John Wilkins, o ex-editor do periódico católico londrino The Tablet, resume magistralmente o que acabei de dizer:
«Este Papa não aceitou de facto o pluralismo. Ele confunde-o com relativismo».
Apesar das suas ululantes e constantes exortações aos católicos europeus para seguirem estritamente os ditames do Vaticano, da afirmação de que não é um maçador insuportável quem o faz e da advertência de que o catolicismo não é uma «religião faça você mesmo», as suas constantes homilias condenando os erros da modernidade, a tal «ditadura do relativismo» que tanto esgrime, não surtem qualquer efeito e os católicos europeus são na sua maioria «católicos de café» ou católicos light, que não ligam aos anacronismos que este Papa quer impor, isto é, um regresso aos gloriosos tempos da cristandade medieval.

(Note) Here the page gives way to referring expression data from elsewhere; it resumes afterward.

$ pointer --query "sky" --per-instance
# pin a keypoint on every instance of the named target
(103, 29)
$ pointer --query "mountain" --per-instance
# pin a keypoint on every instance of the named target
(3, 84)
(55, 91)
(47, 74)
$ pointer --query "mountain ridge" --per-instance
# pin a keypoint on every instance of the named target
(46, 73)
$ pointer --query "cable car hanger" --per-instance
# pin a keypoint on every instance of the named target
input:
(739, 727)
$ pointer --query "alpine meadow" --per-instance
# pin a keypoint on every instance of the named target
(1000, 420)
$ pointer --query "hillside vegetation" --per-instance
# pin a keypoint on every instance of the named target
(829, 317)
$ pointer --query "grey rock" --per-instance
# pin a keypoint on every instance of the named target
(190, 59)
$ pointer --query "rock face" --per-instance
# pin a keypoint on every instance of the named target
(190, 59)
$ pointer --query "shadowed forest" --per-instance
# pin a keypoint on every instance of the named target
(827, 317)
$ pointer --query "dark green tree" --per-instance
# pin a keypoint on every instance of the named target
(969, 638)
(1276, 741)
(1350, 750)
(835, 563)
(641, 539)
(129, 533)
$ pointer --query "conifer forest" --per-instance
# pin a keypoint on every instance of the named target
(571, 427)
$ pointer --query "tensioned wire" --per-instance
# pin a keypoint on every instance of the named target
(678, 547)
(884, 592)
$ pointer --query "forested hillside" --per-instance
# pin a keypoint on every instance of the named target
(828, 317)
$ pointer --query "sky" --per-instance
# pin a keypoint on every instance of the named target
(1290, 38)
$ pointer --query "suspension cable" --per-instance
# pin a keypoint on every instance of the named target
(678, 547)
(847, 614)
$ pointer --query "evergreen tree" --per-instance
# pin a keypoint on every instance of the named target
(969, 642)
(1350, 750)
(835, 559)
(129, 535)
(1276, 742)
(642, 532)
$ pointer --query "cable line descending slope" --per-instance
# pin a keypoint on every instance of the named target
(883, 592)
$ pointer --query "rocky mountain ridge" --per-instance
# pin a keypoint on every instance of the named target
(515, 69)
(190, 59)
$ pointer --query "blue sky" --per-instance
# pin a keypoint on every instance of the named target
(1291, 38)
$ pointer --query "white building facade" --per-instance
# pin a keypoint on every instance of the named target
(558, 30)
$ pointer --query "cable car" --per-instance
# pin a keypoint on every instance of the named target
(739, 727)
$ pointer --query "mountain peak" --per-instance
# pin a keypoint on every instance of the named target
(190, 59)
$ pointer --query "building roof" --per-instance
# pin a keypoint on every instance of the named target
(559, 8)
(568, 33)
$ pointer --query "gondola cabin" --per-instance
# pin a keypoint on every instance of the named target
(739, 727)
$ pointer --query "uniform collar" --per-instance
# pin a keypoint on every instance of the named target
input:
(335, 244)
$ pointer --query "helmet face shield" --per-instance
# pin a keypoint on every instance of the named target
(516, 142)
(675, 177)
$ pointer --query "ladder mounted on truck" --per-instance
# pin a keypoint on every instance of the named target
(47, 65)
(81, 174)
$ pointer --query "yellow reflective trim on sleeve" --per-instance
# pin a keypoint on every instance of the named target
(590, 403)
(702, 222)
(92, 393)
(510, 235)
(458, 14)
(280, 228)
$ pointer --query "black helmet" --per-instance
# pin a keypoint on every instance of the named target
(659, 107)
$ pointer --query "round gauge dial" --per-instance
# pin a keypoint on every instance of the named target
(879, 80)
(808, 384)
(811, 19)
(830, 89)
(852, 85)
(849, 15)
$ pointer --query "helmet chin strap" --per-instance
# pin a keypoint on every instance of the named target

Imposições claramente expressas na sua primeira encíclica que, como alertei na altura, depois de arrumar na primeira parte a ortodoxia da res privada, explicita na segunda parte o que tem sido tema do seu papado, a denúncia da laicidade e das dissidências «sociais» dos católicos. Segunda parte da encíclica que versa sobre como deve ser ordenada a res publica, a polis, mais concretamente, quais devem ser os papéis do Estado e da Igreja na sociedade.
A guerra anti-modernidade do Vaticano não encontra assim eco nos católicos europeus, para grande consternação de Ratzinger. Mas é partilhada por todos os dignitários da concorrência, inclusive a islâmica, que tentam manter os seus fiéis longe das tentações da modernidade e elegem igualmente a laicidade e a ciência como os grandes inimigos da fé. Mas os dignitários islâmicos têm mais sucesso nesta guerra porque associam a modernidade ao execrado Ocidente e conseguem disfarçar o seu receio de perderem clientela com a suposta luta contra a «ocidentalização».
Ou seja, Ratzinger tem poucas hipóteses de arregimentar soldados para esta guerra anti-modernidade, de encontrar uma causa para unir os europeus sob o estandarte do Vaticano. Resta-lhe apenas a fórmula clássica, inventar um inimigo da civilização ocidental, o ideólogo do mal, desumanizá-lo e exponenciar o ódio contra esse inimigo, transformando-o num sentimento europeísta que deixe em segundo plano tudo o resto e esconda o seu real propósito obscurantista.